Will think about this to see if there's any mileage in it.
 
When you say it trips intermittently do you mean
a) repeated tests on one circuit causes it to trip sometimes, or
b) some of the circuits on the RCD do not cause the RCD to trip?

hope it's not answer a :D
 
There are two problems: One is that the RCD is tripping intermittently due to an unknown problem.

Yes. When you connect test gear to some circuits that are RCD protected, and then carry out a test expected to trip the device, it does not.

Does that make sense?

Thinking about the neutral/earth short as a solution, I don't think this will work, as there are 3 circuits that do not trip the RCD. A fault on one would not affect the others.
 
The occasional trip has a number of possible causes (faulty kettle, accumulation of a number of small earth leakages, and so on). I think John D has a stock answer with a comprehensive list. Have you been on site when the RCD tripped?

I'd go through the full test schedule on the non-tripping circuits, to check their integrity.

I'd suggest you sort the faulty circuits, then hunt the trip fault.
Hope this isn't teaching granny to suck eggs mate.
 
If it won't trip on test instrument, I'm thinking a compensating fault N to E.

Does your instrument just introduce a P to E flow? Could you temp rewire the test plug to flow N to E?

Is the N to E resistance unusually low, even when you disconnect the earth link in the CU?

edited: I see you've already had this idea :oops:
 
No, don't be :oops: John, the only problem I have with your idea is that assuming there was some kind of N/E fault preventing a tester from tripping,

a) it would not affect other circuits &

b) it would not allow the RCD to trip (on the affected circuit at least)

Would you agree?
 
(a) don't know... if all the circuits come together before going through the RCD, surely a NE fault on one would compensate for PE test on another.
the simulated fault from the Test button is usually much higher than the rated trip surrent.

(b) I suppose it would depend... I'm wondering if length of cable and resistance between compensating fault and the test point on other circuit would affect results. On a split load, maybe not. I'm trying to picture the effects of odd small leakages that might be scattered about the installation, some P-E and some N-E; and maybe some are intermittent, e.g refrigeration and heating or cooking devices; some cancel each other out and some add together.

Hooray for RCBOs!
 
securespark said:
There are two problems: One is that the RCD is tripping intermittently due to an unknown problem.

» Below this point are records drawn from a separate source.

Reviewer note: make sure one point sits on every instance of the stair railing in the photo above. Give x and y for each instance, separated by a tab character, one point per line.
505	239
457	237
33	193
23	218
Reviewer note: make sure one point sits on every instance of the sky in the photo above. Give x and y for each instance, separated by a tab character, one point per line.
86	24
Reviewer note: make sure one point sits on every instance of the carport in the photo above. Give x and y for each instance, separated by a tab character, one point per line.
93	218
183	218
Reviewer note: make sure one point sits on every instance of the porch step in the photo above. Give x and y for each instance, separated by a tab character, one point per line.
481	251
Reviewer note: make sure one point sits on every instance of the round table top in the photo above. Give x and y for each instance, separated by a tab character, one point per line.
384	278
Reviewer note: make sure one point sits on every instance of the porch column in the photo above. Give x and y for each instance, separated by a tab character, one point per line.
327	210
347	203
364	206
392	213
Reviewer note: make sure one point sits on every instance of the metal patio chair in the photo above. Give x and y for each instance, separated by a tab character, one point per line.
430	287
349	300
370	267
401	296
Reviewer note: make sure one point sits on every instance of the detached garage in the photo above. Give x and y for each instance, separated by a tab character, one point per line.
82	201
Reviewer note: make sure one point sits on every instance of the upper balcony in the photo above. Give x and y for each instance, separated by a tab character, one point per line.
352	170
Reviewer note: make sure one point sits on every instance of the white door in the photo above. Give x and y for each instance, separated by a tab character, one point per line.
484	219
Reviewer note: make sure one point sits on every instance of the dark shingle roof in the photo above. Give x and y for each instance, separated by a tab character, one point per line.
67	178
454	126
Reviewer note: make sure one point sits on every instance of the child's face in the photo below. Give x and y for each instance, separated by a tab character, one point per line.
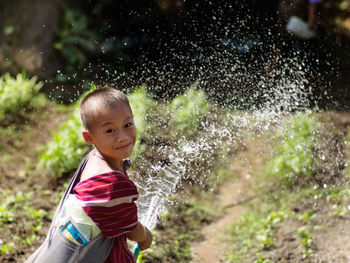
113	132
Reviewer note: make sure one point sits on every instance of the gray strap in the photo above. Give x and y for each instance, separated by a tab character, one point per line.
69	188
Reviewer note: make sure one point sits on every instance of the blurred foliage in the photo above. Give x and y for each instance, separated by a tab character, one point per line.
187	112
65	150
16	93
17	208
293	154
140	103
75	39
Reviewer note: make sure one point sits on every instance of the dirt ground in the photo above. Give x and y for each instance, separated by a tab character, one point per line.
330	244
228	204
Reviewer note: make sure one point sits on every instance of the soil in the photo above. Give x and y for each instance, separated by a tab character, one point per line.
213	247
329	244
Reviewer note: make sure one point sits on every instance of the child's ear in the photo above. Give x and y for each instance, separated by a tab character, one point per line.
87	137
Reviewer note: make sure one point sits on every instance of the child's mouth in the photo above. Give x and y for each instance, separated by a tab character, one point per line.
123	147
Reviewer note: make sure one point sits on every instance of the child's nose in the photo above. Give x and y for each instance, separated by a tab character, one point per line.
122	136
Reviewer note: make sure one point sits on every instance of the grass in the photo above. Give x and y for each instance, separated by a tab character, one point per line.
18	92
299	207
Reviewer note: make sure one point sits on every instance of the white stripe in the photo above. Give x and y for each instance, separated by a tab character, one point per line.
109	203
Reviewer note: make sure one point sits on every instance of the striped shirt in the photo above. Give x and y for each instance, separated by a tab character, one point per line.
109	200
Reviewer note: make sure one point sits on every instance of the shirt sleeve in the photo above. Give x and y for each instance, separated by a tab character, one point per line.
109	200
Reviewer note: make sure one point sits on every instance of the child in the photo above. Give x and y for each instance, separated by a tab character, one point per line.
102	197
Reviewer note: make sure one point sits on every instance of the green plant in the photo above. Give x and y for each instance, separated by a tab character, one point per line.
187	111
307	216
65	150
293	157
16	93
306	240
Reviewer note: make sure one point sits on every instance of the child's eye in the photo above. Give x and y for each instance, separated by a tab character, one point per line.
110	131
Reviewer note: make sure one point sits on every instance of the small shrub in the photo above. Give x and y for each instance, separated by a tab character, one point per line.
294	153
16	93
66	149
187	112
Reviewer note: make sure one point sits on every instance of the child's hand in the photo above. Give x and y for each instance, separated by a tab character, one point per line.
146	243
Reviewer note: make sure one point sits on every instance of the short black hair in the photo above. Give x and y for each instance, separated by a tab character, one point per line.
102	97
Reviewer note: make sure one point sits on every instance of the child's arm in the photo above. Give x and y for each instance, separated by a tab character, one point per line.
141	235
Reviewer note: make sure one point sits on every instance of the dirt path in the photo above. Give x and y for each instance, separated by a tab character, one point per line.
214	247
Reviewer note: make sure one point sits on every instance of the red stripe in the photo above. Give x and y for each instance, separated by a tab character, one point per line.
116	220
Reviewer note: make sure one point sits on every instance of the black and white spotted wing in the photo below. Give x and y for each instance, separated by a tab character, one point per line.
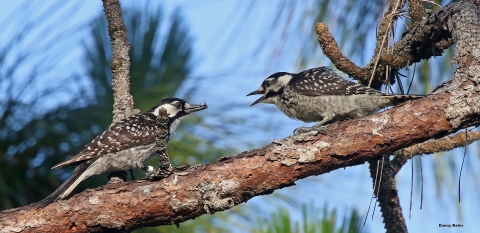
324	81
132	131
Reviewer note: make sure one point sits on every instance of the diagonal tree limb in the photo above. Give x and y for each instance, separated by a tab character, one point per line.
193	191
202	189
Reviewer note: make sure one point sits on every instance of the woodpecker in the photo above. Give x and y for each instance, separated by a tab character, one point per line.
126	144
321	95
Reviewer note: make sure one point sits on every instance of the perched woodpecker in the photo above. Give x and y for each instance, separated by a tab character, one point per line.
321	95
126	144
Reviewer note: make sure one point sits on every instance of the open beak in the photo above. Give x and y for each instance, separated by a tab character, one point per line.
260	91
191	108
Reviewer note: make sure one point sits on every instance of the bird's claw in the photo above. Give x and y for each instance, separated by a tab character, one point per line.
158	174
304	129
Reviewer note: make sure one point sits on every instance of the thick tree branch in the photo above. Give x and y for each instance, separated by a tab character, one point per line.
122	100
428	39
192	191
214	187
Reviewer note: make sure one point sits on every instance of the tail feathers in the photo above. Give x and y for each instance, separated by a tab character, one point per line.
398	99
67	187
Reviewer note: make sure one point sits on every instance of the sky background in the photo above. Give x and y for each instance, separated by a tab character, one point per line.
234	50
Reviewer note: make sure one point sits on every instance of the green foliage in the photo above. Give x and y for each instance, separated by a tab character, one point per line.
32	143
283	222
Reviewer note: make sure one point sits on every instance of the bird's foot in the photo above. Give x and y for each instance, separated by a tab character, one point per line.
304	129
159	173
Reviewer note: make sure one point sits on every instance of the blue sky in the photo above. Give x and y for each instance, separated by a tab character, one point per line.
231	58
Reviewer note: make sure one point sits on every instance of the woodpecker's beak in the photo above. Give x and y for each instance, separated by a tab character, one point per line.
191	108
259	91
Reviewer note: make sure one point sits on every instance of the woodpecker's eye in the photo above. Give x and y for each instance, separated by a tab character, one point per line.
177	105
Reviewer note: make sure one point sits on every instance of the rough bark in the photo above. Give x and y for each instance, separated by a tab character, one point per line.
122	100
192	191
202	189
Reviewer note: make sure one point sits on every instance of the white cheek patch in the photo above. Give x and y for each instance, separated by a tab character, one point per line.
171	110
280	82
285	79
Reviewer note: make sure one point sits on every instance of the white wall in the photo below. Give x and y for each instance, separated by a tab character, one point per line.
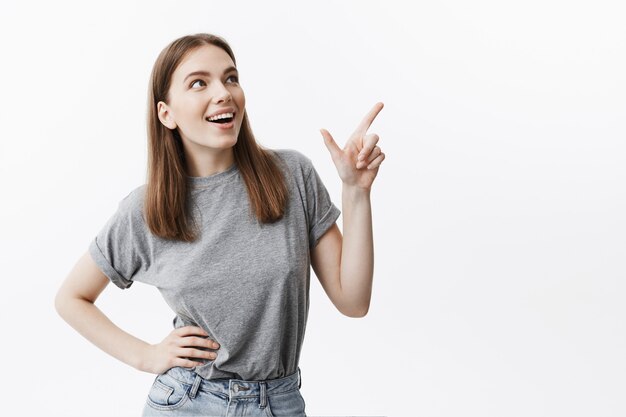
498	213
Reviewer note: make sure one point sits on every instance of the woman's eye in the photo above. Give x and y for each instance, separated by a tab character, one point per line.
195	81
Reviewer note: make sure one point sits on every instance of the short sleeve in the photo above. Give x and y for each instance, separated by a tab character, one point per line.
117	249
321	211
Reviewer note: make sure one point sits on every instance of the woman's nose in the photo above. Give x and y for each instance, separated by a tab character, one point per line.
222	94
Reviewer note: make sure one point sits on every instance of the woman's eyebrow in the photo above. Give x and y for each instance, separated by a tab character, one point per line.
207	74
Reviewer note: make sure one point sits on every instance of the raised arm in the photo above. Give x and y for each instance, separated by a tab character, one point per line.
345	264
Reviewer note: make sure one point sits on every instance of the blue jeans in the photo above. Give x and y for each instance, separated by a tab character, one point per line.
180	391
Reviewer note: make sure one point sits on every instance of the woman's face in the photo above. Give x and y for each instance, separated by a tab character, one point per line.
205	84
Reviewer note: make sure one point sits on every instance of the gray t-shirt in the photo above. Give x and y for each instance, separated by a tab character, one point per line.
244	282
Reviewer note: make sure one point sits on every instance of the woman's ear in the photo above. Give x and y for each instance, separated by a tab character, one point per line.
165	115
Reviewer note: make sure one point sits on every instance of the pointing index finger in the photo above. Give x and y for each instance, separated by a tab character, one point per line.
369	118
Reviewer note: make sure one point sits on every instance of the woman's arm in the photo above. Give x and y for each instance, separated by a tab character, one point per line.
345	264
75	304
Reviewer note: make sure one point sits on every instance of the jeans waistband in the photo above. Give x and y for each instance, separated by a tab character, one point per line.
233	388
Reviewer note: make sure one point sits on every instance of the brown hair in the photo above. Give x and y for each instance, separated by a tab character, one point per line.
166	210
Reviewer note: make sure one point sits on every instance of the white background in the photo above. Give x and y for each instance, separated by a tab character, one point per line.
498	214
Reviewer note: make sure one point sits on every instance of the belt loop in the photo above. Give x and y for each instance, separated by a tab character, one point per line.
195	386
263	399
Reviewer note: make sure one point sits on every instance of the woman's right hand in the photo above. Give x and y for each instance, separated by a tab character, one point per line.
177	346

If this is a neutral to earth fault then it may be continuously just below the trip threshold and occasionally going over the threshold and tripping.

Yes. When you connect test gear to some circuits that are RCD protected, and then carry out a test expected to trip the device, it does not.

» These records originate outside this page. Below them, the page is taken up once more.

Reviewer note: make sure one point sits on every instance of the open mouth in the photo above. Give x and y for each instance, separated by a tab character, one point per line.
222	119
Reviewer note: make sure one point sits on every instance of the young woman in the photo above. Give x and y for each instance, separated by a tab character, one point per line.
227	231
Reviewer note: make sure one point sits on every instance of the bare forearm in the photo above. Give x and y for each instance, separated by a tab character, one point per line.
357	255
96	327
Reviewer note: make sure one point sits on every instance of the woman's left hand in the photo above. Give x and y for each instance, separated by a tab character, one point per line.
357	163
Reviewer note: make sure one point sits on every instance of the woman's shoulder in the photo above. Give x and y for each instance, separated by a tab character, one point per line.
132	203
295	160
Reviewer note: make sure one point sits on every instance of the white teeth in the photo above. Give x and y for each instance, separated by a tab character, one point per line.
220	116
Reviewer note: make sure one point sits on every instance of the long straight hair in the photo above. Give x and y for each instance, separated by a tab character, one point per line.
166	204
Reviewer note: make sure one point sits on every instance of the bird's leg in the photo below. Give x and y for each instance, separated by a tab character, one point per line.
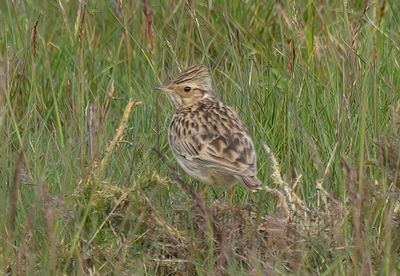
231	193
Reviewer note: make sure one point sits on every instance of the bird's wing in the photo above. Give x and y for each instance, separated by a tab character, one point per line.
221	145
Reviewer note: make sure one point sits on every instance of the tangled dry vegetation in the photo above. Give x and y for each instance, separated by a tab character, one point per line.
239	236
132	232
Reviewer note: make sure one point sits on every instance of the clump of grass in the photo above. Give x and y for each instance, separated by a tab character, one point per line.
314	81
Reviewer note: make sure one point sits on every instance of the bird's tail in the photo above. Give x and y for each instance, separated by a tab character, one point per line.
251	182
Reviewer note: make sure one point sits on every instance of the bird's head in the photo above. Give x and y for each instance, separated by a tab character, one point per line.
191	86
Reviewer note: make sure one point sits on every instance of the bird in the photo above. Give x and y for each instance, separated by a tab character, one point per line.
207	138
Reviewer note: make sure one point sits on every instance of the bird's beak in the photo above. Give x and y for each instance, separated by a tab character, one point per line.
165	89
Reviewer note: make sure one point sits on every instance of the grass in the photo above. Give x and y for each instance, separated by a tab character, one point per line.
84	191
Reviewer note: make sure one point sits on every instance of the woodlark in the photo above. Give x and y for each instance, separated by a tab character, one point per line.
207	138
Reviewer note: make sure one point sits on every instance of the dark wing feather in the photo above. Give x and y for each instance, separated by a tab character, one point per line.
217	140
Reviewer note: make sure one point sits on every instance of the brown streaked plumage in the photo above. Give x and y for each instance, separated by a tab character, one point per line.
207	138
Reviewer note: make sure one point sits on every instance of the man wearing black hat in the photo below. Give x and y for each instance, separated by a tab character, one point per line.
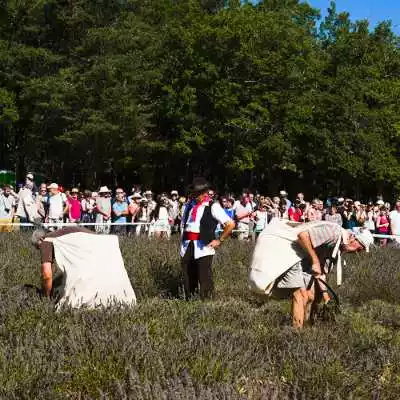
199	222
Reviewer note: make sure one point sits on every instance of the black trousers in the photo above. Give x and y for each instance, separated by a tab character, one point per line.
197	272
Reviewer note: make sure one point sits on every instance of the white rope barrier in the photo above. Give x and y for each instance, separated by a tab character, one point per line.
102	224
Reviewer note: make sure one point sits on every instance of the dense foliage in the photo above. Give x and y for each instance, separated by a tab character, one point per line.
153	92
235	347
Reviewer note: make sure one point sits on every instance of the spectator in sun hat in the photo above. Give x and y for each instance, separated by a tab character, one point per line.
383	224
284	197
394	218
7	209
103	210
74	206
26	208
148	195
57	206
174	210
143	217
29	178
88	205
120	212
134	207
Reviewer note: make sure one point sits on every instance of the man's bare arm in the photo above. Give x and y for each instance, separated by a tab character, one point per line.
47	278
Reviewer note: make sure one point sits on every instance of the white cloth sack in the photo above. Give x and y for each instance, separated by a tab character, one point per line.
275	252
94	272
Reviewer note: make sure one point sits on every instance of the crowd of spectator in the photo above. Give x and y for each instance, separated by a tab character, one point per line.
106	211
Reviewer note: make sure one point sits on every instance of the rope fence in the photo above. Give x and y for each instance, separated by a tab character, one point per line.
98	224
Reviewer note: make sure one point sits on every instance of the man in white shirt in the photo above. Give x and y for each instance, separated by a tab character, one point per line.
7	208
57	206
199	222
26	208
394	218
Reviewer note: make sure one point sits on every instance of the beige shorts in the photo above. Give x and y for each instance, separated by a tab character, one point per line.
299	276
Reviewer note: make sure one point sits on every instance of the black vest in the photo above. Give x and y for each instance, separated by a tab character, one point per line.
208	224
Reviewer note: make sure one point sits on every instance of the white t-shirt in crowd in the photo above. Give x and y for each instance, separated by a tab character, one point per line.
395	222
57	205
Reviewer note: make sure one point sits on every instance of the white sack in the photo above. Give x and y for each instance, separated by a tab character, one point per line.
275	252
94	272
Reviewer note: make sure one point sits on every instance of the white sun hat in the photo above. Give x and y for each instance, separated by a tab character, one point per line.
364	236
53	186
104	189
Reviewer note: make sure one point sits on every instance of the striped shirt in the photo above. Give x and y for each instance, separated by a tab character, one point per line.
324	233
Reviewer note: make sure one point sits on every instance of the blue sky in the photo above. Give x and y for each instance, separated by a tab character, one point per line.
373	10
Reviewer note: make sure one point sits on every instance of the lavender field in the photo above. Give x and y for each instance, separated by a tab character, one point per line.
238	346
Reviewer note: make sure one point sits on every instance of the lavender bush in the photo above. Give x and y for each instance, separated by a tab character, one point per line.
235	347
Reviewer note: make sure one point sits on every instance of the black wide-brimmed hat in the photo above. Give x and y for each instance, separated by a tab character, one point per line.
199	185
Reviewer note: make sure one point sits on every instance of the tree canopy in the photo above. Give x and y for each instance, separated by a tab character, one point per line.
154	92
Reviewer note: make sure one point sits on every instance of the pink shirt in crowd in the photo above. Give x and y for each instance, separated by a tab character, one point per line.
75	209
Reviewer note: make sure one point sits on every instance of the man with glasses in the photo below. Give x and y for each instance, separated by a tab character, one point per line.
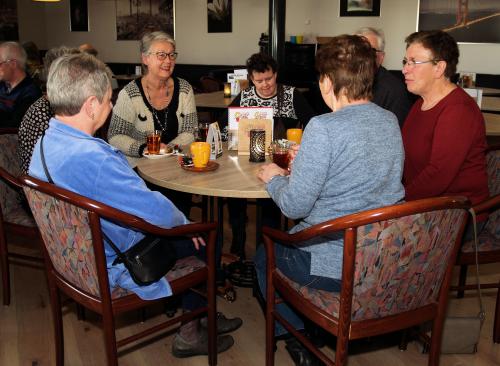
389	92
17	89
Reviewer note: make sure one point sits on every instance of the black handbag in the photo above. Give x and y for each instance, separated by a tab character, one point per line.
148	260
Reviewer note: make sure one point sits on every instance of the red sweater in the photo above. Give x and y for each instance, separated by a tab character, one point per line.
445	149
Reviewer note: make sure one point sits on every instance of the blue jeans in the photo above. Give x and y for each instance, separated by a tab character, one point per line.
296	265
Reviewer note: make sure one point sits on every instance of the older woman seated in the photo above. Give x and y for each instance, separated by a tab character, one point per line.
79	91
349	160
444	134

The fault current created by the test ( assuming this is live to earth ) will be opposed by the fault current from the neutral to earth fault.

Does that make sense?

Thinking about the neutral/earth short as a solution, I don't think this will work, as there are 3 circuits that do not trip the RCD. A fault on one would not affect the others.

That is a bit difficult to explain unless there is a connection between the neutrals of these three circuits somewhere in the building meaning the one neutral earth fault affects the RCD whenever any one of these three circuits is connected to the RCD,
 
Or it could be a fault that introduces a effect that is a variation of the early D-LOCK, namely a DC imbalance that saturates the ring core in the RCD, causing it not to respond to a fault. Gently winding up a low voltage DC power supply between N and E, until you have perhaps 1/4 A flowing will lock on many of the traditional designs of RCD, enough that you can then do the 20A L-E earth loop test.
Not all RCDs will let you do this, and some will only let you do it one way (I mean perhaps only N+ E-, or only the other way). You don't say but are there thyristor lamp dimmers/heating controls or anything electronic like that downstream of the RCD when it refuses to trip (I presume people only report it tripped when something is being used, just not always the same thing.)
Alternately large circulating RF currents can fool the electronics in the ones that use hall efect devices to avoid being fooled by this, but I guess you'd have mentioned a large antenna on the roof.